Es ging vor allem darum, die Einhaltung der Gurtpflicht zu überprüfen. Mehr als 140 Fahrzeuge wurden kontrolliert. In 25 Fällen waren die Leute nicht angeschnallt. Dabei sei der Gurt eins der wichtigsten Sicherheitssysteme im Fahrzeug, sagt die Polizei. Schon bei niedrigen Geschwindigkeiten könnten Unfälle ohne Gurt schwerwiegende Folgen haben. Ein angelegter Gurt könne im Ernstfall also Leben retten.

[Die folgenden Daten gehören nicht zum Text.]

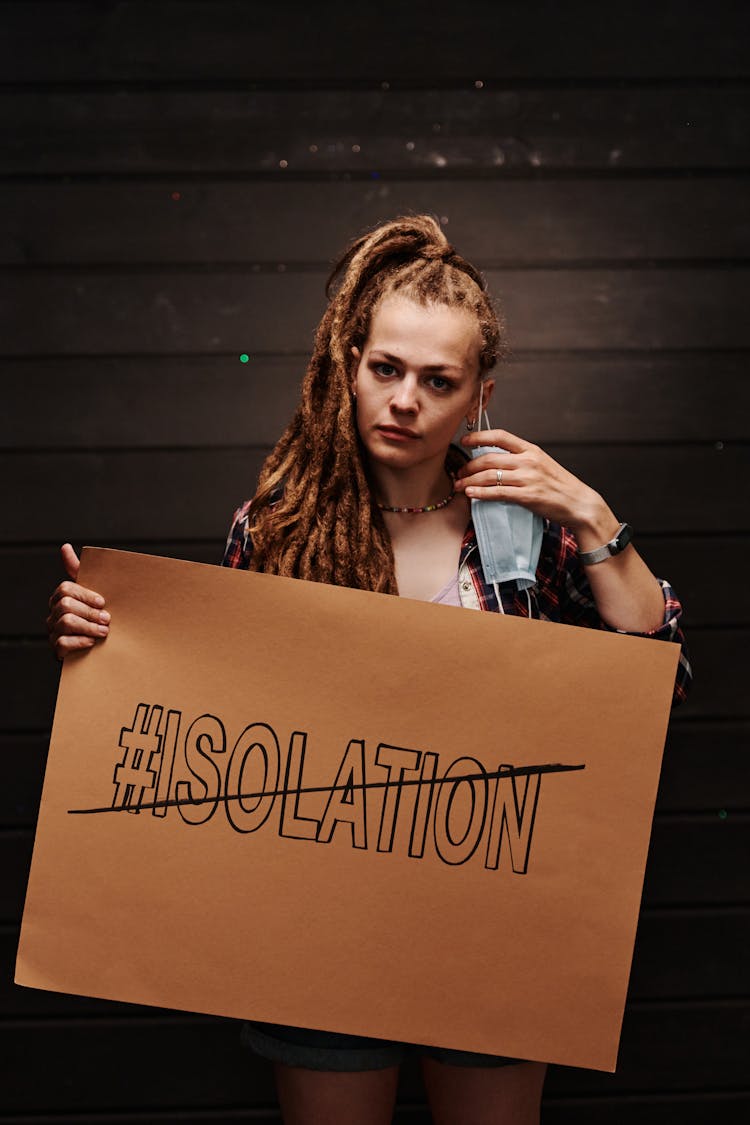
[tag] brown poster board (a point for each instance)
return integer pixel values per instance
(253, 807)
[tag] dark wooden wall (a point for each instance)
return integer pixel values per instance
(175, 178)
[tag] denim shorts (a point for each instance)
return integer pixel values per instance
(299, 1046)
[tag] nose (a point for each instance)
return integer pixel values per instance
(404, 396)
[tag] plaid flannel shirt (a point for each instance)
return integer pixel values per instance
(561, 593)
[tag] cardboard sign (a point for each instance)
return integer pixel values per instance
(297, 803)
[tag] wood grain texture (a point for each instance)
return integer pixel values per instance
(490, 222)
(196, 311)
(648, 1109)
(209, 402)
(694, 954)
(227, 39)
(467, 133)
(192, 493)
(97, 1063)
(33, 572)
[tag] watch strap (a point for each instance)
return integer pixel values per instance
(614, 547)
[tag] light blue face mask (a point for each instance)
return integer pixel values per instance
(509, 537)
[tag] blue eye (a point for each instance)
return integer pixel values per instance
(439, 383)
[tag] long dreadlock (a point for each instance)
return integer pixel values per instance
(313, 515)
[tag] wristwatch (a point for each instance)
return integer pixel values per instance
(614, 547)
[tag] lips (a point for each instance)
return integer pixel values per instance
(397, 432)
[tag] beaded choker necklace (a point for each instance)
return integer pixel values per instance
(419, 511)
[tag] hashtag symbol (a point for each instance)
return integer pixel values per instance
(142, 743)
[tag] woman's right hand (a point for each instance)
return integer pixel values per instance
(77, 615)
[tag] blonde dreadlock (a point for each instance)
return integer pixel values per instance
(313, 515)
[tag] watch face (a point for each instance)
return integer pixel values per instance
(622, 539)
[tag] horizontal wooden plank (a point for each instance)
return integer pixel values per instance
(686, 954)
(191, 494)
(224, 41)
(690, 954)
(139, 403)
(489, 222)
(705, 766)
(704, 771)
(33, 572)
(670, 1047)
(653, 1109)
(693, 862)
(100, 1064)
(373, 133)
(195, 311)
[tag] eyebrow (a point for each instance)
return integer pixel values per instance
(427, 367)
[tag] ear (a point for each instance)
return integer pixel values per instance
(358, 356)
(489, 387)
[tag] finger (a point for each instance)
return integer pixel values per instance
(496, 492)
(503, 438)
(80, 593)
(71, 561)
(487, 461)
(66, 645)
(71, 606)
(489, 478)
(71, 624)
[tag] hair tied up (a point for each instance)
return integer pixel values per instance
(435, 253)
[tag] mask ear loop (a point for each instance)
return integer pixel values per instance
(481, 412)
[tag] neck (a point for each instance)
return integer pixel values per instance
(414, 487)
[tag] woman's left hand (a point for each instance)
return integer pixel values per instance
(532, 478)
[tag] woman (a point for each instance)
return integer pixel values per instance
(364, 489)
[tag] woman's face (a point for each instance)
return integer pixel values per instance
(416, 380)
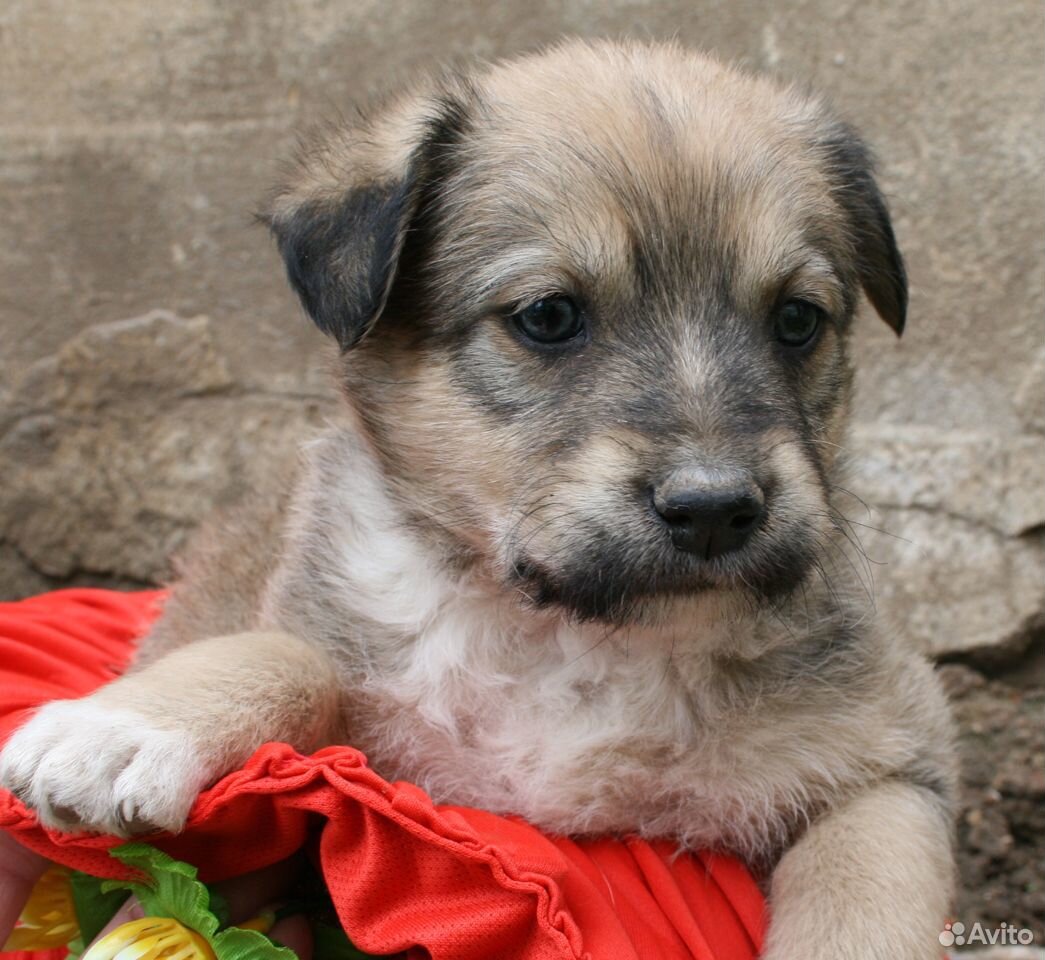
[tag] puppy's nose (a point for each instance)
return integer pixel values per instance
(710, 512)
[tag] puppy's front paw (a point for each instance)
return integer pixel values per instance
(84, 766)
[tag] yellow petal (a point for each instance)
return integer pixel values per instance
(151, 938)
(48, 918)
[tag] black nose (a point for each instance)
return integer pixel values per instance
(710, 513)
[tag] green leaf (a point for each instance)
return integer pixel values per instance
(171, 889)
(248, 944)
(94, 906)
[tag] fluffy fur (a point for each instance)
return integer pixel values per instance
(472, 582)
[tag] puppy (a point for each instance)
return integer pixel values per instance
(574, 552)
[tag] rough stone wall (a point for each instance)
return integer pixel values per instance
(148, 348)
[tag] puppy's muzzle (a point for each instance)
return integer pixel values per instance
(710, 512)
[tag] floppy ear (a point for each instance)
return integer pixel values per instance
(879, 262)
(342, 219)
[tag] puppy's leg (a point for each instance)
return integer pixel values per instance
(133, 756)
(872, 880)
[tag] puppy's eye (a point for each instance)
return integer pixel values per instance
(554, 320)
(797, 323)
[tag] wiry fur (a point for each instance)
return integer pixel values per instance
(471, 583)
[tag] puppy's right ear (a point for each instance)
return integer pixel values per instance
(343, 216)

Die Polizistinnen und Polizisten hatten aber auch einen Blick auf Handys am Steuer. 15 Leute, die telefonierten oder ihr Handy anderweitig beim Fahren benutzten, müssen jetzt auch mit Anzeigen rechnen. Und auch die Bahnübergänge wurden zeitweise beobachtet. In Sankt Augustin lief eine 17-Jährige an der Bonner Straße über die Gleise, obwohl die Ampel schon rot war. Auch das gibt eine Anzeige.
Ein Motorradfahrer in Siegburg fiel den Beamten auf, weil seine Maschine besonders laut war. Wahrscheinlich war sie frisiert, sagt die Polizei. Sie glaubt, dass es Veränderungen an der Auspuffanlage gab. Das muss jetzt ein Gutachter klären. Das Motorrad hatte aber auch noch andere Mängel, vom fehlenden Rückstrahler bis zum abgefahrenen Hinterrad. Insgesamt stellten die Einsatzkräfte noch 30 weitere kleinere Verkehrsverstöße fest. Die Rhein-Sieg-Kreispolizei hat angekündigt, auch künftig regelmäßig Verkehrskontrollen durchzuführen, immer mit wechselnden Schwerpunkten.